Non appena il p. Feliciano morì, il 17 dicembre 1907, P. Lodovico fece domanda di riammissione all'Ordine. L'istanza fu accolta con grande sollecitudine e con grande gioia dei confratelli, che lo stimavano e lo amavano. Il 27 gennaio rivestì l’abito cappuccino, in una festa più trascendente che reale.
Durante il periodo vissuto come prete secolare, incardinato nell’Arcidiocesi di Benevento, il P. Lodovico continuò a svolgere la sua attività di scrittore, di oratore, e di apostolo.
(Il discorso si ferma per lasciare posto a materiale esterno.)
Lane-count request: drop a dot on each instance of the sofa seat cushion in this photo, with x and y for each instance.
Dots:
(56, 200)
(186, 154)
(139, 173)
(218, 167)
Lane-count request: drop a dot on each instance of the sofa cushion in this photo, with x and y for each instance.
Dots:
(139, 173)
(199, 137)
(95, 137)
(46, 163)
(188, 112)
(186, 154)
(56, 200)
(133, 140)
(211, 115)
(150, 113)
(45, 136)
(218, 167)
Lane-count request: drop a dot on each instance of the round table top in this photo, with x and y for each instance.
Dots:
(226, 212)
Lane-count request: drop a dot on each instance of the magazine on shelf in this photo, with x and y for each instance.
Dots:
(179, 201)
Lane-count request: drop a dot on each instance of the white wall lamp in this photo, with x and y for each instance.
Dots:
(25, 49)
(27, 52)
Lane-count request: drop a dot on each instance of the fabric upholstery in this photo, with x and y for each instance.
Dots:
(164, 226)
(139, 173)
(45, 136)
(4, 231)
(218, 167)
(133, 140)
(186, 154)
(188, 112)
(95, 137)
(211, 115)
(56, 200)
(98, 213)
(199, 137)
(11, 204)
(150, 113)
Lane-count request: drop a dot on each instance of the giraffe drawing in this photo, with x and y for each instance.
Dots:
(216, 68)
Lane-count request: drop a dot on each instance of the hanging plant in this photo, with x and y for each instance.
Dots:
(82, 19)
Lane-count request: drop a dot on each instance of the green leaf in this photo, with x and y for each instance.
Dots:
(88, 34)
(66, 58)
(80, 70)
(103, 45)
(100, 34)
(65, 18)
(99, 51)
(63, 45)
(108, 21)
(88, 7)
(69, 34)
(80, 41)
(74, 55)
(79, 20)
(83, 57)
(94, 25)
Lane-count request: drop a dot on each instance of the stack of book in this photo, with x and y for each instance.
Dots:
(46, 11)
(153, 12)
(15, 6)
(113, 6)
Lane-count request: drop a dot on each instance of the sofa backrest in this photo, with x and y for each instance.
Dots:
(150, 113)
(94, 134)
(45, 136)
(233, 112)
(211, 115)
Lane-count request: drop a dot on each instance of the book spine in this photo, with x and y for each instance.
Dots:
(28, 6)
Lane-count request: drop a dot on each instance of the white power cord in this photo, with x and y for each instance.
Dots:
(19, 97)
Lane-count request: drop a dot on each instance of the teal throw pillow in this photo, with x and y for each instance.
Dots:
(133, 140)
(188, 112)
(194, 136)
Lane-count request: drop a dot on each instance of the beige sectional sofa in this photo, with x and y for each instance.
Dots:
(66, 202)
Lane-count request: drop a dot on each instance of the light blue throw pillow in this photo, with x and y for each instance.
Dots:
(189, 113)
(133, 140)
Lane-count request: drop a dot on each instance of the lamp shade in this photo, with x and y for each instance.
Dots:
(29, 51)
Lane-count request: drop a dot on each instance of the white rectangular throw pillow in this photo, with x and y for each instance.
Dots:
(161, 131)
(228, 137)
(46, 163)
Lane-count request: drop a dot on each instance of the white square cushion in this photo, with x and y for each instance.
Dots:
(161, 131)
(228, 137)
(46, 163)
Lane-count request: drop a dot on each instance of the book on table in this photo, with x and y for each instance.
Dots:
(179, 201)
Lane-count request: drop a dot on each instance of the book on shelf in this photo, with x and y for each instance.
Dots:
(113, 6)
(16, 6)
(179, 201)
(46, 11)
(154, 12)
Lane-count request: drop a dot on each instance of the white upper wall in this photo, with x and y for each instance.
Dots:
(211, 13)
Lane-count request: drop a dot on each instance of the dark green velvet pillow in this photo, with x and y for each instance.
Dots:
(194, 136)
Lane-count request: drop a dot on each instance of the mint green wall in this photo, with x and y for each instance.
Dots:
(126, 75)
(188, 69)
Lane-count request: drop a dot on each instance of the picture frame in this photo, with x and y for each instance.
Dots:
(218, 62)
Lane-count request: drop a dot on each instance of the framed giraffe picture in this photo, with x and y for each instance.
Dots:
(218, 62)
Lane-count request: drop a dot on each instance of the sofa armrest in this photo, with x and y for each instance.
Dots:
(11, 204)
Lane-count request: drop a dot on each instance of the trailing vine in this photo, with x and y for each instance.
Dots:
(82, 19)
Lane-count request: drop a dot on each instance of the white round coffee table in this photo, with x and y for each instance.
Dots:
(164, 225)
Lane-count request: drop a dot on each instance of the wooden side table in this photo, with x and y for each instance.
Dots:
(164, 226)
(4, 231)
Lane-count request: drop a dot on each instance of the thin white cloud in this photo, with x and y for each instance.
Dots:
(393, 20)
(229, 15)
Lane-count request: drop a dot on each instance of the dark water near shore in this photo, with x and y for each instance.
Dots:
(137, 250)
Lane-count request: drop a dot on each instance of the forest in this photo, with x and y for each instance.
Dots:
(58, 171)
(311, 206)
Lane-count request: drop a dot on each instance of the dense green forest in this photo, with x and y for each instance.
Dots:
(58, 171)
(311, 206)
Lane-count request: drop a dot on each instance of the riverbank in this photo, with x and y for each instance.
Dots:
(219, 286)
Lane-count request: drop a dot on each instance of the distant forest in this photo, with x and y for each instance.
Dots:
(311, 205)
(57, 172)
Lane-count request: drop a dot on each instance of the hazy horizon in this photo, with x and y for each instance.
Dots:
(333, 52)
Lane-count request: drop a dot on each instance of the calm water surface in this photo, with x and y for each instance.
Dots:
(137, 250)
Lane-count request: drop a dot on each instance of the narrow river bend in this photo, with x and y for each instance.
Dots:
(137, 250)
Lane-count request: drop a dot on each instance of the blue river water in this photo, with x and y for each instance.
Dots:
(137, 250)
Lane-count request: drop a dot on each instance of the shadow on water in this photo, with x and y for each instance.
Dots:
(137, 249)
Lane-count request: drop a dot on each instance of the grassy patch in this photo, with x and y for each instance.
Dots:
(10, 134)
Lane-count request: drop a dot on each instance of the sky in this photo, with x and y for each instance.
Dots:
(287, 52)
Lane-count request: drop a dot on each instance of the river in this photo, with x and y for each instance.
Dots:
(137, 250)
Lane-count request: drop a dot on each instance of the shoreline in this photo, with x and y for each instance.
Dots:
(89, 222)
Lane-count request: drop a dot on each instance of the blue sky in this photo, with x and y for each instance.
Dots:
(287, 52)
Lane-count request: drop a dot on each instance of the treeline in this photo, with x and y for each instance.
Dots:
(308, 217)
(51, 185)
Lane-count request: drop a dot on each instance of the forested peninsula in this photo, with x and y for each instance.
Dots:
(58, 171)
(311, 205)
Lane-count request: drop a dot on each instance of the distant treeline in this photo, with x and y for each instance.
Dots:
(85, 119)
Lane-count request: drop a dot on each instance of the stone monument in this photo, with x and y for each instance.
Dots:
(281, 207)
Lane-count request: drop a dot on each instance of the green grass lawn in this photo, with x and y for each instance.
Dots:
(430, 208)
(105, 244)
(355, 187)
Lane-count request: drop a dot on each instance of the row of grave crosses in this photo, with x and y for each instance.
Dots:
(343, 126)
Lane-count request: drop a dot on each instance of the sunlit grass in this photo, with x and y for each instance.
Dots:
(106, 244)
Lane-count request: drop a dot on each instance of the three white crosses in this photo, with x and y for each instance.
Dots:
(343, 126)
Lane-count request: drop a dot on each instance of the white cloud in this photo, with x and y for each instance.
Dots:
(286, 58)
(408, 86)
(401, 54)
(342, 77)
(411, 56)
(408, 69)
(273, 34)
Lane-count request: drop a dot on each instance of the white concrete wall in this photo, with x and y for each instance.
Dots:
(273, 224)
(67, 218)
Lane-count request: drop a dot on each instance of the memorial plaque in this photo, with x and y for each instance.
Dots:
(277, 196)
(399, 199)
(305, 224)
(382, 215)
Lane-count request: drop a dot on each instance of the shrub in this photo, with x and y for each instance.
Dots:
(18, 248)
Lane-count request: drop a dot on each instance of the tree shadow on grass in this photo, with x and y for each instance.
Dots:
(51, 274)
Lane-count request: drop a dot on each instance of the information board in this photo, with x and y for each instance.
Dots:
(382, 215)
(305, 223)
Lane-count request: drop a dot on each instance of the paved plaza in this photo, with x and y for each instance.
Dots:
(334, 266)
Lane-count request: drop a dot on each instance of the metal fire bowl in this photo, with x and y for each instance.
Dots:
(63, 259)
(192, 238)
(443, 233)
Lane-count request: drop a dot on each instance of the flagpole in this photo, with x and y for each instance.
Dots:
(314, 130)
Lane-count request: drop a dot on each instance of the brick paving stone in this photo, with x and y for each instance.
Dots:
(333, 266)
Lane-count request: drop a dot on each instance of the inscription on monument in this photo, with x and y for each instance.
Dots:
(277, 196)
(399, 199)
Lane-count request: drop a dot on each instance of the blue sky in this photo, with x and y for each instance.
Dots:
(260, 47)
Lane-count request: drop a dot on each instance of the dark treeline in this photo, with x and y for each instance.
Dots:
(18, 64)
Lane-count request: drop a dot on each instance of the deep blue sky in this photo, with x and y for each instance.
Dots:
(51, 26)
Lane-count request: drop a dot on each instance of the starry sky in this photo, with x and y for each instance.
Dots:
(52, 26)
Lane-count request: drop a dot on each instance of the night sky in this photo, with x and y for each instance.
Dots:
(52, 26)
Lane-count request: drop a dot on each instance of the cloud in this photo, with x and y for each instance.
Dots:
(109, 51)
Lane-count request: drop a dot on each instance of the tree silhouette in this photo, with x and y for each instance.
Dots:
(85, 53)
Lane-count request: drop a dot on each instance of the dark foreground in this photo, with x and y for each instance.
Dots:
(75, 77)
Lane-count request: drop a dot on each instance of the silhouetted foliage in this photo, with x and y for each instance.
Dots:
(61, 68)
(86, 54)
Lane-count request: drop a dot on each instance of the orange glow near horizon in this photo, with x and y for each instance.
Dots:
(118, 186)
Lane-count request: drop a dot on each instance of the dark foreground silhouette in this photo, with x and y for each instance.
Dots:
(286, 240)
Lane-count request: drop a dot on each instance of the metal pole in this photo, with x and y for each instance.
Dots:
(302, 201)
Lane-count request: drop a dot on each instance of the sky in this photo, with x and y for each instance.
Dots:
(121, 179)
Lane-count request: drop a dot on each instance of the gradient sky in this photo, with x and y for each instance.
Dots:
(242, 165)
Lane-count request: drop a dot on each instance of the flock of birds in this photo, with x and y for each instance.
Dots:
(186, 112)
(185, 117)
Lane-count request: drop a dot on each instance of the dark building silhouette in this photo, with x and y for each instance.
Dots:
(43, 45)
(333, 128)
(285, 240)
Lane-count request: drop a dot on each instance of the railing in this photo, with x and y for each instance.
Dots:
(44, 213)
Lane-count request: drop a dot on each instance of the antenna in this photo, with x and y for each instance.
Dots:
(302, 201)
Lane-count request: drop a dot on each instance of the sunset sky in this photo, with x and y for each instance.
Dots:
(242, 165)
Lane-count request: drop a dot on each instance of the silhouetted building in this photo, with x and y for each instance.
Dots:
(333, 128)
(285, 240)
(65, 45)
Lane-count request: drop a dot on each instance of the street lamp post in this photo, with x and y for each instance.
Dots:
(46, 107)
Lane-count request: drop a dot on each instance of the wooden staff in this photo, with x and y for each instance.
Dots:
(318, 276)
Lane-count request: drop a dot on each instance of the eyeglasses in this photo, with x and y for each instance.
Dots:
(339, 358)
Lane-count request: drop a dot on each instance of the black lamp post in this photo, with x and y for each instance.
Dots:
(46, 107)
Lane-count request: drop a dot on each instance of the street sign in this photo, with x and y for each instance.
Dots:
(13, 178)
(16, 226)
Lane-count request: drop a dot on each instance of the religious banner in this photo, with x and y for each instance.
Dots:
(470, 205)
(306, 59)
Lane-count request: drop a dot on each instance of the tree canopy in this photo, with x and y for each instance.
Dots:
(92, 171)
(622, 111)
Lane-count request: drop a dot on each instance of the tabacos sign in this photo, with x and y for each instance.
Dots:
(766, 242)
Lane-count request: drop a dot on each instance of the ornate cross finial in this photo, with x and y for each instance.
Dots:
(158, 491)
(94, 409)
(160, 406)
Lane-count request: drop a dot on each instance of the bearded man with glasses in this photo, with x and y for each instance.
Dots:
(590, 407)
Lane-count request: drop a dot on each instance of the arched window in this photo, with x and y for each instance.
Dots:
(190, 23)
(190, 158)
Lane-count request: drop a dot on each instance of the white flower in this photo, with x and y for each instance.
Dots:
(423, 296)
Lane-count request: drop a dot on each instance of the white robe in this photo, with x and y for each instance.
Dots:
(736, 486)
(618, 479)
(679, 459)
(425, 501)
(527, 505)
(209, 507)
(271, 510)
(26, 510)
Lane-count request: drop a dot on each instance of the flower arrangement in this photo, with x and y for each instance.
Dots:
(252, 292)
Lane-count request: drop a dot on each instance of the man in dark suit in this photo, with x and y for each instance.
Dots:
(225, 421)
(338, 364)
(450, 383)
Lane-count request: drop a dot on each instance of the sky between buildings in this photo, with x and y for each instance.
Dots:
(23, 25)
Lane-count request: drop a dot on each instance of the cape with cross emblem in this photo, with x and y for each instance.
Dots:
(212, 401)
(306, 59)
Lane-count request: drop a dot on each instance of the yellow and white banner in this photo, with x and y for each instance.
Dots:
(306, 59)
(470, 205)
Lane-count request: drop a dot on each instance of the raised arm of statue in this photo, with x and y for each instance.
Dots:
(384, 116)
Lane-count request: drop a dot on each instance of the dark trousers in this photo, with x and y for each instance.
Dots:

Fu sempre ammirato per la sua scienza e per le sue esimie virtù. Molto apprezzate furono le sue spiccate doti umane e morali: grande dirittura morale, dolcezza di modi, fermezza nella difesa della verità, equilibrio, grande laboriosità, intraprendenza e costanza nelle opere di bene. Queste sue molteplici doti gli furono riconosciute da testimoni oculari sia all'interno del suo Ordine che all'esterno.
Morì a Pietradefusi in concetto di santità il 16 febbraio 1916. Fu sepolto nel cimitero locale. L'anno successivo le Autorità Civili di Pietradefusi vollero rendere un pubblico e solenne omaggio alla memoria del p. Ludovico, organizzando un Comitato. Alle pubbliche onoranze non poté partecipare il Provinciale del tempo, p. Enrico da Napoli, che però inviò una lettera molto sentita ed elogiativa dell'estinto. Nel 1966, celebrandosi il cinquantenario della morte, i suoi resti mortali furono esumati, traslati e tumulati nella cappella delle Suore Francescane Immacolatine, dove tuttora riposano, dove continuano a ricevere l’attestato di amore riconoscente della gente, delle sue figlie, dei suoi concittadini.
Padre Ludovico Acernese fu senza dubbio uno dei più qualificati Cappuccini della Provincia Napoletana del suo tempo. Effettivamente, fu una personalità poliedrica: oratore, scrittore, poeta, filosofo, confessore e direttore di spirito, fondatore, religioso di virtù distinte, per cui godette, in vita e dopo morte, di una vera fama di santità, che si va affermando e diffondendo sempre più, in particolare nelle località, paesi e nazioni dove operano le Suore Francescane Immacolatine: Italia, Brasile, Filippine, India ed Australia.
Nel 1966, celebrandosi il cinquantenario della morte, i suoi resti mortali furono esumati, traslati e tumulati nella cappella della “Casa Madre” delle Suore Francescane Immacolatine, in Pietradefusi, dove tuttora riposano e continuano a ricevere sempre più affettuoso e riconoscente l’attestato di amore della sua gente, delle sue figlie, dei suoi concittadini, in attesa del riconoscimento dell’eroicità delle sue virtù.